Downsizing (2017, dir. Alexander Payne)

A man is forced to re-evaluate his life after volunteering to be miniaturised. Quirky fantasy which can’t work out if it’s social satire, science fiction, or romance, but has a go at all three. Defiantly odd, though, which is no bad thing.

Imitation of Life (1959, dir. Douglas Sirk)

An actress finds stage fame against adversity, but is troubled by success. Broadway melodrama typical of its director, dealing with issues of race, gender and of class, while also working to present a star vehicle. Of its time, but fascinating, and hugely enjoyable.

Jules et Jim (1962, dir. Francois Truffaut)

Two decades (pre- and post-WWI)in the lives of two men and the woman they both love. Peerless example of the French New Wave; its impact dulled by time perhaps inevitably, but nevertheless a fascinating movie crammed with daring thematic and technical ideas.

2.22 (2017, dir. Paul Currie)

An air traffic controller starts to believe that the same events are repeating themselves as a warning from the past. A love story with bits of Groundhog Day, Pushing Tin and 12 Monkeys thrown in; the complex backstory and the resolution don’t work.

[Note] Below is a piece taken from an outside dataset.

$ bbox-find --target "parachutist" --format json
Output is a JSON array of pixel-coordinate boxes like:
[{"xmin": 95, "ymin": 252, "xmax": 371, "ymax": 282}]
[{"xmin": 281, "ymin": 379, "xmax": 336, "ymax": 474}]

Clueless (1995, dir. Amy Heckerling)

A rich high school student determines to become a matchmaker. So specifically of its time it’s practically a documentary on the mid-90s, this loose reworking of Jane Austen’s Emma nevertheless delivers; a strong cast helps throughout.

Beauty and the Beast (2017, dir. Bill Condon)

CG-tastic live-action remake of the 90s Disney musical animation. There’s a couple of new songs, but all this really adds is running time; a soulless moneyspinner that despite good performances does nothing that the original didn’t do a lot better.